I just edited my hosts file on my rooted Samsung Galaxy S, and the changes took effect immediately. Perhaps the problem you're seeing is something to do with ADB?
I did this:
- Using Busybox, copy the hosts file to an editable location with
cp /etc/hosts /mnt/sdcard/hosts.new
;
- Edit
/mnt/sdcard/hosts.new
using the pre-installed text editor, adding the two entries I need.
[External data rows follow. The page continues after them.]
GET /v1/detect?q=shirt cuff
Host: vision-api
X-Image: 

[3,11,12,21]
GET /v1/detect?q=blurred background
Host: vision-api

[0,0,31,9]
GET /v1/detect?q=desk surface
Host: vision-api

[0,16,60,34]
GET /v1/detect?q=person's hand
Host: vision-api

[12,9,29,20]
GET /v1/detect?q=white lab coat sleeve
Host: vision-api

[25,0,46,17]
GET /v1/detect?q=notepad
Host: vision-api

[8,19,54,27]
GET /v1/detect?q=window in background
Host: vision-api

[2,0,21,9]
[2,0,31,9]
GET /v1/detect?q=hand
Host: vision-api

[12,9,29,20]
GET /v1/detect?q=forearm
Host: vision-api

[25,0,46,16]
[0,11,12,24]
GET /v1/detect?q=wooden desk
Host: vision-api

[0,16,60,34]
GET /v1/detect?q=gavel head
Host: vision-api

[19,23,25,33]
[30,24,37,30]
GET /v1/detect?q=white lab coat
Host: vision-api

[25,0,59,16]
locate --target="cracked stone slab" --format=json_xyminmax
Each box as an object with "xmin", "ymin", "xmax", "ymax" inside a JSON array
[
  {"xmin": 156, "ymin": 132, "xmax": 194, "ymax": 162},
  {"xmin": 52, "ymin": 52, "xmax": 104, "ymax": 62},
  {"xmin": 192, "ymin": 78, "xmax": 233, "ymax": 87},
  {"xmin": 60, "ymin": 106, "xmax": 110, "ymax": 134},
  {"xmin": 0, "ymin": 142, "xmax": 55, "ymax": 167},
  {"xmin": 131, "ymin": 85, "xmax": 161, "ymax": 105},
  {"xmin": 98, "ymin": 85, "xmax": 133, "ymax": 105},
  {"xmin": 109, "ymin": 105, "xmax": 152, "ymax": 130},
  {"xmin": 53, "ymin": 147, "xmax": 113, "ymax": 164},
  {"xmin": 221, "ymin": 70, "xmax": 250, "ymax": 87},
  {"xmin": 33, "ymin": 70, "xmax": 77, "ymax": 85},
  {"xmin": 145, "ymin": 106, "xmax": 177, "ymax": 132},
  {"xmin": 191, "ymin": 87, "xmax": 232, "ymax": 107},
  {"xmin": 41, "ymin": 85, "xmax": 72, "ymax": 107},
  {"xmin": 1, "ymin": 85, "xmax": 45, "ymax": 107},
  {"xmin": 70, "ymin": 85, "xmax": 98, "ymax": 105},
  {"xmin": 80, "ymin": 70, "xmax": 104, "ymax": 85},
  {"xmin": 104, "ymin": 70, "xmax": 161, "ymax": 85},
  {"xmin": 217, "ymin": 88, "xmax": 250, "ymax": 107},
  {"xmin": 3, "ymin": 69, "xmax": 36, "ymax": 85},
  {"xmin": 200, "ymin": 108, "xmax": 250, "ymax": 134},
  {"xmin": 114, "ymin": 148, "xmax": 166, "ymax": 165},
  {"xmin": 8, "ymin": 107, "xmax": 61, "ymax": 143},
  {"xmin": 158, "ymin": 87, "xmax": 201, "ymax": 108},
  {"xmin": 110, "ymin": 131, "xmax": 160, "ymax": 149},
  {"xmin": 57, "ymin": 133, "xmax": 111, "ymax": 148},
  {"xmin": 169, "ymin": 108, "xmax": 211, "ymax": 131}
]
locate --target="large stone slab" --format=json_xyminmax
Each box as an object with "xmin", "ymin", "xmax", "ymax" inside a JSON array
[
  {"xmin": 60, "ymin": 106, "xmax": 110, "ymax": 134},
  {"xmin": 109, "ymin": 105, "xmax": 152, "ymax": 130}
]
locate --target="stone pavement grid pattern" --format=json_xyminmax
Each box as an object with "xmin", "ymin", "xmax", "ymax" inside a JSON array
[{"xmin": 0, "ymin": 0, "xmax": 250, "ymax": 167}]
I used IP, then unqualified hostname, then FQDN, eg 192.168.2.81 siva siva.myinventeddomain.org.au
, but other formats should in theory work too;
- In BusyBox again,
su
to root;
/system
is ro by default, so I had to make it rw with mount -o remount,rw /system
;
- To save typing later,
cd /etc
(whereupon the shell prompt showed /system/etc
rather than /etc
, which makes me suspect symlink shenanigans);
- Back up the default hosts file (which contained only
127.0.0.1 localhost
) with mv hosts hosts.old
;
- Install new hosts file with
mv /mnt/sdcard/hosts.new hosts
;
- Execute
sync
(merely because I am paranoid - this shouldn't be necessary);
- Remount
/system
fs ro with mount -o remount,ro /system
;
- Exit BusyBox;
- Fired up web browser (FireFox) and entered
siva
in the combined URL/search field thingy (siva
being one of the two hosts entries I added).
Prior to these changes, step 11 resulted in a stupid Google search for 'siva' or something; immediately after them, I get my LAN httpd vhost's front page, as I expect.
There was well under 10 minutes elapsed between it working and it not working.
The link to Sun's Java doco may or may not be relevant (probably it isn't).
Android doesn't contain a Java VM at all, let alone Sun's one. It runs a different VM called Dalvik - see Wikipedia entry: http://en.wikipedia.org/wiki/Dalvik_%28software%29
The fact that you can program Android phones in a language that looks a lot like Java is beside the point.